Joel et Clementine ne voient plus que les mauvais côtés de leur tumultueuse histoire d’amour, au point que la jeune femme fait effacer de sa mémoire toute trace de cette relation. Effondré, Joel contacte l’inventeur du procédé Lacuna, le Dr Mierzwiak, pour qu’il extirpe également de sa mémoire tout ce qui le rattachait à Clementine…

Après le premier essai moyennement convaincant d’Human nature, fable originale à base d’homme sauvage et de prétendu retour à la civilisation, Charlie Kaufman (au scénario) et Michael Gondry (à la réalisation) confirment avec Eternal sunshine of the spotless mind tous les espoirs placés en eux et signent enfin le film fou, brillant et détraqué qu’on attendait de leur collaboration.

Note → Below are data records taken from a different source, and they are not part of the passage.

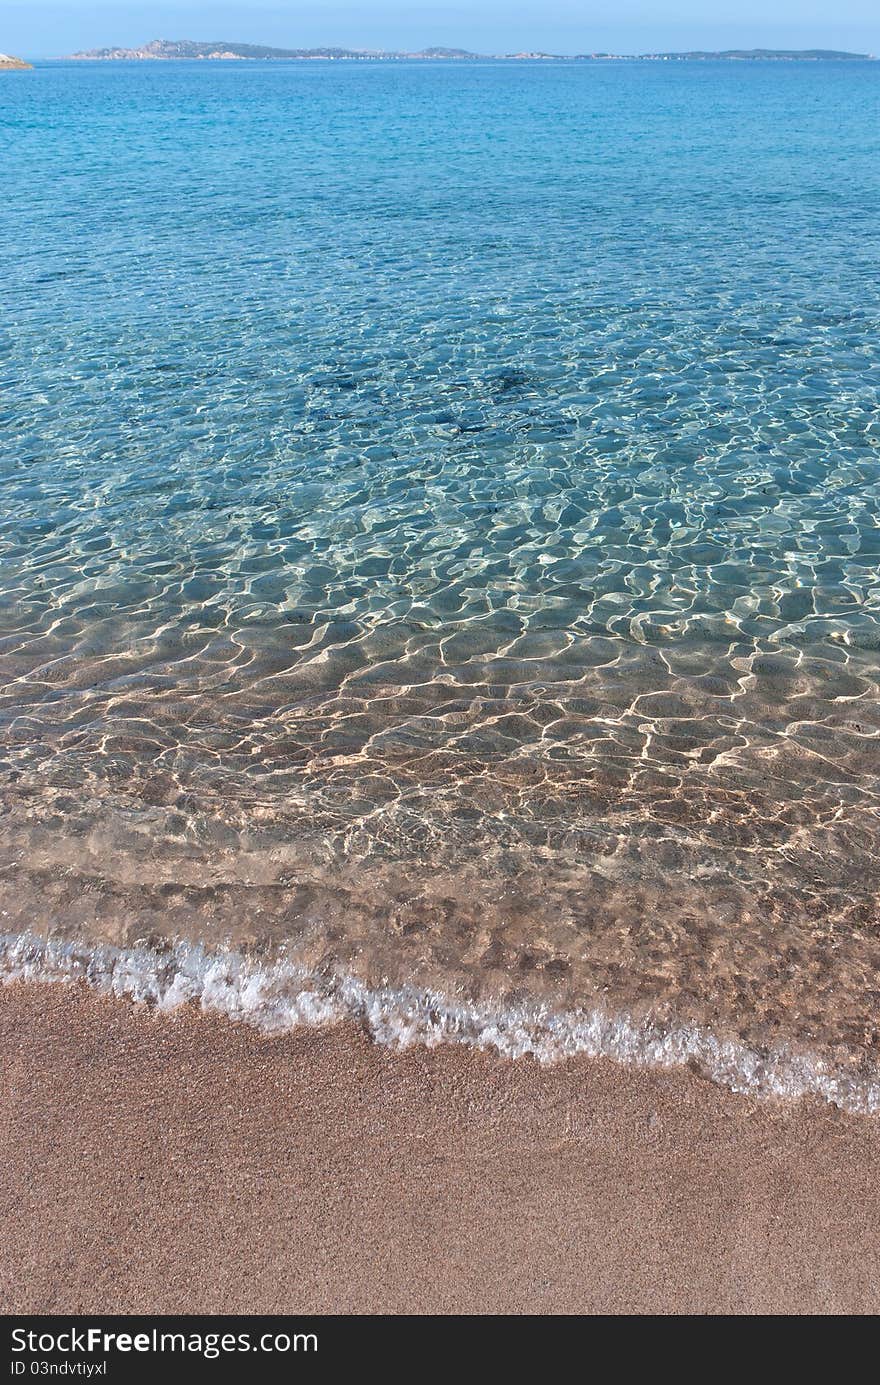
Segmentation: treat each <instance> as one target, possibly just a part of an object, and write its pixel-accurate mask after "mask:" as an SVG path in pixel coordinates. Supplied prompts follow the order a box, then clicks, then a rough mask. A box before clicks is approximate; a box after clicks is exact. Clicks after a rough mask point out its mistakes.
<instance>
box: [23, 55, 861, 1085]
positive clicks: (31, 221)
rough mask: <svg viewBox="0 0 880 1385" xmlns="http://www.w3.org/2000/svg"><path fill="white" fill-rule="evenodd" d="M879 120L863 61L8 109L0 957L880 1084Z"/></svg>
mask: <svg viewBox="0 0 880 1385" xmlns="http://www.w3.org/2000/svg"><path fill="white" fill-rule="evenodd" d="M879 115H880V64H869V62H865V64H861V62H858V64H854V62H848V64H833V62H820V64H804V65H798V64H761V62H758V64H676V65H667V64H637V62H632V64H626V62H621V64H607V65H603V64H564V62H560V64H539V62H535V64H529V62H473V64H471V62H468V64H430V62H402V64H384V62H382V64H363V65H359V64H324V62H301V64H279V65H269V64H231V62H230V64H216V65H212V64H211V65H209V64H155V65H152V64H104V65H101V64H68V65H64V64H53V65H43V66H39V68H37V69H36V71H35V72H25V73H4V75H3V78H1V79H0V134H1V139H0V180H1V186H3V194H4V195H3V211H1V213H0V256H1V260H3V306H4V312H3V319H1V321H0V410H1V413H0V427H1V434H0V439H1V440H0V564H1V571H0V676H1V680H3V694H1V701H0V717H1V722H0V724H1V727H3V744H4V749H3V753H1V766H0V767H1V774H3V778H1V784H0V805H1V809H3V819H1V821H0V832H1V838H3V842H4V846H6V849H4V852H3V857H4V866H3V878H1V881H0V896H1V899H0V903H1V906H3V909H4V910H6V921H7V929H8V933H10V935H17V933H39V935H51V936H54V938H57V939H68V940H73V942H76V945H78V946H91V945H96V943H98V942H101V943H107V945H114V946H115V947H118V949H129V950H130V949H132V947H134V946H137V945H148V946H150V947H152V949H154V950H155V949H158V950H159V953H162V950H164V949H168V946H169V945H173V943H182V942H190V943H198V945H204V946H205V947H208V949H209V950H211V949H213V950H215V951H216V949H225V947H230V946H231V947H234V949H237V951H238V953H241V951H244V954H245V956H248V957H256V958H262V960H263V963H265V964H266V965H270V964H272V963H274V960H277V957H284V958H287V961H288V963H291V964H292V963H295V964H297V965H302V967H303V968H306V969H308V972H309V975H313V976H320V978H324V979H327V978H338V976H349V978H351V976H353V978H356V979H358V982H359V983H362V985H364V986H373V988H376V986H380V988H381V986H384V988H398V989H399V988H406V986H423V988H431V989H432V993H434V994H435V996H441V997H457V1000H459V1001H463V1000H467V1001H468V1003H474V1004H477V1003H479V1004H484V1003H486V1004H488V1003H489V1000H491V1003H492V1004H493V1006H496V1007H500V1008H502V1010H503V1007H509V1008H510V1007H514V1008H516V1007H520V1011H518V1012H521V1014H525V1012H527V1011H528V1007H532V1008H534V1007H538V1008H539V1010H540V1012H542V1014H545V1015H546V1014H554V1015H564V1014H568V1015H571V1014H575V1012H577V1014H588V1012H593V1011H595V1010H596V1007H599V1010H601V1012H603V1014H606V1015H615V1014H626V1015H629V1017H635V1018H636V1019H637V1021H639V1022H642V1021H644V1022H647V1021H650V1022H651V1024H654V1025H655V1026H658V1030H657V1032H660V1033H665V1032H668V1030H669V1026H675V1025H678V1026H690V1029H693V1030H697V1029H698V1030H700V1032H701V1033H712V1035H721V1036H722V1037H730V1039H733V1040H736V1042H737V1043H741V1044H746V1046H747V1047H748V1051H750V1053H757V1054H765V1053H768V1051H771V1050H773V1051H776V1050H777V1048H779V1047H780V1046H783V1047H786V1046H790V1047H791V1046H793V1051H797V1053H801V1051H804V1053H809V1054H822V1055H825V1058H826V1060H827V1062H830V1064H838V1065H843V1066H844V1068H845V1069H847V1072H852V1069H856V1071H858V1073H861V1075H862V1076H863V1075H865V1073H866V1072H869V1071H873V1069H872V1064H873V1061H874V1057H876V1047H877V1029H876V1000H877V989H879V988H877V972H879V968H880V940H879V931H877V929H879V924H880V918H879V914H877V892H879V886H880V874H879V870H877V864H876V857H877V845H879V842H880V834H879V831H877V828H879V821H877V817H879V807H880V755H879V747H880V704H879V694H880V571H879V565H880V525H879V511H880V413H879V410H877V393H879V385H880V350H879V346H877V342H879V341H880V274H879V269H880V120H879ZM524 1007H525V1008H524ZM542 1007H543V1008H542ZM499 1012H500V1011H499ZM511 1012H513V1010H511ZM529 1012H532V1011H529ZM689 1032H690V1030H689Z"/></svg>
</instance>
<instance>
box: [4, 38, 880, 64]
mask: <svg viewBox="0 0 880 1385" xmlns="http://www.w3.org/2000/svg"><path fill="white" fill-rule="evenodd" d="M486 57H492V58H503V60H506V61H511V62H516V61H527V60H532V61H534V60H545V61H549V62H572V61H574V62H633V61H635V62H865V61H870V58H872V54H869V53H838V51H837V50H834V48H802V50H800V48H725V50H723V51H719V53H701V51H697V50H696V51H693V53H575V54H564V53H495V54H482V53H468V51H467V48H420V50H419V51H417V53H398V51H394V50H385V48H270V47H265V46H263V44H259V43H226V42H220V40H218V42H215V43H195V42H193V40H191V39H179V40H172V39H154V40H152V43H146V44H144V46H143V47H141V48H89V50H87V51H86V53H71V54H69V55H68V61H78V62H79V61H83V62H143V61H158V62H182V61H193V60H201V61H206V62H230V61H231V62H236V61H251V62H254V61H258V62H285V61H291V60H302V58H315V60H323V61H337V62H388V61H395V60H396V61H401V60H407V58H410V60H412V58H423V60H425V58H431V60H442V61H450V62H467V61H474V60H478V58H486ZM7 61H8V62H11V64H15V60H14V58H10V60H7ZM18 65H19V66H28V64H18Z"/></svg>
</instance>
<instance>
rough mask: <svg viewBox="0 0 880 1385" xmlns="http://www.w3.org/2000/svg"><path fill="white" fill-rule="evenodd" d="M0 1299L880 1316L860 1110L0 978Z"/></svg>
mask: <svg viewBox="0 0 880 1385" xmlns="http://www.w3.org/2000/svg"><path fill="white" fill-rule="evenodd" d="M0 1053H1V1055H3V1111H1V1125H0V1169H1V1206H0V1226H1V1228H3V1230H1V1237H3V1246H1V1259H0V1299H1V1302H0V1306H1V1307H3V1309H4V1310H6V1312H32V1313H49V1312H65V1313H85V1312H94V1310H101V1312H166V1313H172V1312H173V1313H186V1312H206V1313H225V1312H237V1313H249V1312H319V1313H381V1312H387V1313H847V1312H862V1313H863V1312H872V1313H876V1312H877V1310H880V1120H873V1119H869V1118H856V1116H843V1115H840V1114H838V1112H836V1111H834V1109H833V1108H829V1107H820V1105H818V1104H812V1102H809V1104H801V1105H794V1107H789V1108H786V1107H782V1105H772V1104H755V1102H754V1101H751V1100H747V1098H743V1097H736V1096H733V1094H730V1093H728V1091H723V1090H721V1089H719V1087H715V1086H712V1084H711V1083H708V1082H704V1080H701V1079H700V1078H696V1076H693V1075H690V1073H687V1072H669V1073H662V1072H633V1071H628V1069H622V1068H619V1066H617V1065H614V1064H611V1062H596V1061H586V1060H577V1061H571V1062H567V1064H563V1065H560V1066H556V1068H543V1069H542V1068H538V1066H536V1065H535V1064H534V1062H531V1061H520V1062H510V1061H507V1060H500V1058H498V1057H493V1055H491V1054H479V1053H473V1051H467V1050H456V1048H450V1047H446V1048H439V1050H435V1051H425V1050H413V1051H410V1053H403V1054H395V1053H389V1051H388V1050H384V1048H380V1047H377V1046H374V1044H373V1043H371V1042H370V1040H367V1039H366V1037H364V1036H363V1035H362V1033H359V1032H358V1030H356V1029H355V1028H353V1026H341V1028H335V1029H328V1030H323V1032H316V1030H312V1032H309V1030H301V1032H299V1033H294V1035H285V1036H283V1037H277V1039H265V1037H261V1036H259V1035H256V1033H255V1032H252V1030H249V1029H247V1028H243V1026H236V1025H231V1024H229V1022H226V1021H222V1019H215V1018H208V1017H202V1015H200V1014H195V1012H180V1014H177V1015H172V1017H155V1015H152V1014H150V1012H147V1011H143V1010H141V1011H139V1010H134V1008H133V1007H132V1006H130V1004H127V1003H123V1001H119V1003H116V1001H109V1000H101V999H97V997H96V996H93V994H90V993H87V992H85V990H78V989H73V988H67V986H42V985H30V986H25V985H14V986H7V988H0Z"/></svg>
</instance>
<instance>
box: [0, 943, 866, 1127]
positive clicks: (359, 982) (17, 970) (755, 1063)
mask: <svg viewBox="0 0 880 1385" xmlns="http://www.w3.org/2000/svg"><path fill="white" fill-rule="evenodd" d="M0 981H3V982H4V983H10V982H12V981H32V982H85V983H86V985H89V986H91V988H93V989H94V990H97V992H100V993H103V994H112V996H119V997H127V999H130V1000H134V1001H137V1003H141V1004H147V1006H151V1007H152V1008H155V1010H159V1011H173V1010H177V1008H180V1007H182V1006H186V1004H190V1003H194V1004H198V1006H200V1007H201V1008H202V1010H204V1011H215V1012H218V1014H222V1015H226V1017H227V1018H230V1019H236V1021H243V1022H245V1024H249V1025H252V1026H254V1028H256V1029H261V1030H262V1032H263V1033H281V1032H284V1030H290V1029H295V1028H298V1026H301V1025H306V1026H316V1025H327V1024H334V1022H338V1021H341V1019H358V1021H360V1022H362V1024H364V1025H366V1028H367V1029H369V1032H370V1033H371V1035H373V1037H374V1040H376V1042H377V1043H381V1044H387V1046H389V1047H394V1048H409V1047H412V1046H413V1044H424V1046H427V1047H435V1046H437V1044H441V1043H460V1044H467V1046H470V1047H474V1048H496V1050H498V1051H499V1053H500V1054H504V1055H506V1057H511V1058H518V1057H522V1055H525V1054H531V1055H532V1057H534V1058H536V1060H538V1061H539V1062H553V1061H556V1060H560V1058H565V1057H572V1055H575V1054H583V1055H586V1057H592V1058H613V1060H614V1061H617V1062H619V1064H626V1065H631V1066H640V1068H676V1066H683V1065H685V1064H694V1065H696V1066H697V1068H698V1069H700V1071H701V1072H703V1073H704V1075H705V1076H708V1078H711V1079H712V1080H715V1082H718V1083H722V1084H723V1086H726V1087H729V1089H730V1090H732V1091H737V1093H743V1094H747V1096H755V1097H766V1096H775V1097H784V1098H795V1097H804V1096H815V1097H820V1098H823V1100H825V1101H829V1102H831V1104H833V1105H837V1107H840V1108H841V1109H844V1111H851V1112H858V1114H862V1115H876V1114H879V1112H880V1071H874V1072H872V1073H870V1075H865V1073H858V1075H856V1073H851V1072H847V1071H844V1069H843V1068H840V1069H836V1068H834V1066H833V1065H830V1064H829V1062H827V1061H826V1060H825V1058H822V1057H820V1055H809V1054H795V1053H791V1051H790V1050H787V1048H784V1047H780V1048H771V1050H768V1051H764V1053H758V1051H755V1050H753V1048H748V1047H747V1046H746V1044H743V1043H740V1042H737V1040H721V1039H718V1037H716V1036H715V1035H712V1033H711V1030H707V1029H700V1028H693V1026H680V1028H662V1026H660V1025H654V1024H650V1022H637V1021H635V1019H632V1018H631V1017H629V1015H625V1014H619V1015H608V1014H604V1012H601V1011H599V1010H595V1011H583V1010H578V1011H567V1012H565V1011H563V1012H554V1011H552V1010H549V1008H547V1007H543V1006H534V1007H516V1008H510V1010H500V1008H492V1007H491V1006H475V1004H468V1003H460V1001H456V1000H452V999H449V997H445V996H441V994H439V993H437V992H431V990H423V989H417V988H414V986H413V988H402V989H392V988H380V989H370V988H369V986H366V985H364V983H363V982H360V981H358V979H356V978H353V976H333V978H330V979H327V978H323V976H317V975H316V974H313V972H309V971H308V969H306V968H303V967H298V965H297V964H295V963H290V961H277V963H270V964H261V963H258V961H254V960H252V958H248V957H245V956H243V954H241V953H236V951H216V953H212V951H209V950H206V949H204V947H201V946H198V945H191V943H176V945H175V946H172V947H169V949H168V950H165V951H158V950H154V949H150V947H132V949H122V947H112V946H109V945H96V946H89V945H86V943H79V942H64V940H60V939H49V940H47V939H43V938H37V936H36V935H32V933H0Z"/></svg>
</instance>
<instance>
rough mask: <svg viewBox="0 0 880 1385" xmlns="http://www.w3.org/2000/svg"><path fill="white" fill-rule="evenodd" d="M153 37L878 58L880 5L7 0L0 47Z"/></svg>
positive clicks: (14, 48)
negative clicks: (736, 47) (854, 53)
mask: <svg viewBox="0 0 880 1385" xmlns="http://www.w3.org/2000/svg"><path fill="white" fill-rule="evenodd" d="M150 39H201V40H208V39H227V40H233V42H234V40H238V42H245V43H269V44H273V46H277V47H291V48H301V47H319V46H324V44H338V46H341V47H370V48H405V50H406V48H409V50H413V48H423V47H427V46H431V44H443V46H449V47H464V48H471V50H474V51H479V53H516V51H520V50H524V48H531V50H543V51H549V53H592V51H599V50H601V51H610V53H650V51H657V50H676V48H679V50H680V48H726V47H779V48H813V47H822V48H848V50H852V51H856V53H876V54H880V3H879V0H712V3H711V4H708V3H707V0H604V3H599V0H597V3H592V0H445V3H438V0H179V3H176V4H175V3H170V0H3V4H1V6H0V51H6V53H15V54H18V55H21V57H37V58H39V57H60V55H62V54H67V53H71V51H75V50H78V48H93V47H105V46H125V47H133V46H137V44H141V43H146V42H148V40H150Z"/></svg>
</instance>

Ce second long-métrage au titre énigmatique (emprunté à un poème d’Alexander Pope), qu’on pourrait résumer comme une comédie romantique de science-fiction, plonge dans les méandres de l’esprit humain (revoir Adaptation pour comprendre que ce thème obsède Kaufman) et raconte, dans un charivari extrêmement maîtrisé, une histoire d’amour sans fin qui ne tient qu’à un fil, celui du souvenir évanescent. Autour d’un noyau électrique solide – un homme et une femme qui se perdent pour mieux se retrouver -, plusieurs personnages gravitent et découvrent eux aussi des désirs naissants, des mensonges et des secrets.

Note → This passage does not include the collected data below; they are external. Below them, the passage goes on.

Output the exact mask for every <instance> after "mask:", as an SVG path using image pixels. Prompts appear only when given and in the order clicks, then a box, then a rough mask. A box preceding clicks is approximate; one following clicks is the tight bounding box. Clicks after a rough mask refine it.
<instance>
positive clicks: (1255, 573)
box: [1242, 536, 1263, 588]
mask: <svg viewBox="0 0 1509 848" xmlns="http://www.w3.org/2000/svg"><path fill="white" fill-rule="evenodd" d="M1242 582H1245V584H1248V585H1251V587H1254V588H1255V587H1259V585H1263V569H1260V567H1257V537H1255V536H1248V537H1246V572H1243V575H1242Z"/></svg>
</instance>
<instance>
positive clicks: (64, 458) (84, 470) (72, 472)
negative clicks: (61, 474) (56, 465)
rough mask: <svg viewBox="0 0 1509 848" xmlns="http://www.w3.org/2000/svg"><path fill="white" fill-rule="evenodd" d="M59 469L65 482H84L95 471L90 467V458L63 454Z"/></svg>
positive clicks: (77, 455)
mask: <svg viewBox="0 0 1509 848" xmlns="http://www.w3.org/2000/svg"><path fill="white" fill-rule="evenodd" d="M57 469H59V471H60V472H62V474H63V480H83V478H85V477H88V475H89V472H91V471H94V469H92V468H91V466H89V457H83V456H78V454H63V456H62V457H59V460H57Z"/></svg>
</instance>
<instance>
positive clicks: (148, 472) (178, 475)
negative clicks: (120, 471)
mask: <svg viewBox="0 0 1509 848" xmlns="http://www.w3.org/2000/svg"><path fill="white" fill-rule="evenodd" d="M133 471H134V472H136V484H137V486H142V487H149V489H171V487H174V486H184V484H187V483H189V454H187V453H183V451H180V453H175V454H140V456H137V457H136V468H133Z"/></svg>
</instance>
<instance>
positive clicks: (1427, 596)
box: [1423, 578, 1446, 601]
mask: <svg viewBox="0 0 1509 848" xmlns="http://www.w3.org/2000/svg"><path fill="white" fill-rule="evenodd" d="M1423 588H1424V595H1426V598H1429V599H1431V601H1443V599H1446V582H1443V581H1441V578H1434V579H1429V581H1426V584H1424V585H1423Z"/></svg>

Si, certes, au départ, le procédé formel adopté par Michael Gondry (superposition du présent et du passé, personnages qui s’effacent au fur et à mesure que les souvenirs s’envolent…) peut dérouter, cet enchevêtrement de vignettes tantôt drôles tantôt tristes prend vie et forme grâce à un casting ad hoc (Jim Carrey, Kate Winslet, Mark Ruffalo, Elijah Wood, Tom Wilkinson et Kirsten Dunst) et surtout un scénario original et démesuré qui retrace le chemin intérieur mental d’un homme qui tente de réparer une erreur et voyage dans son inconscient (un peu comme les quidams qui batifolent dans le cerveau de John Malkovich dans Dans la peau de John Malkovich).

On n’est pas obligé d’apprécier les vertiges temporels pour se fondre dans cette histoire à la fois simple et complexe, dense et intelligente, profonde et universelle. Mention spéciale à Beck pour sa formidable reprise de Everybody’s gotta learn sometimes des Korgis, dont la mélancolie souveraine inonde le film comme un torrent de douceur.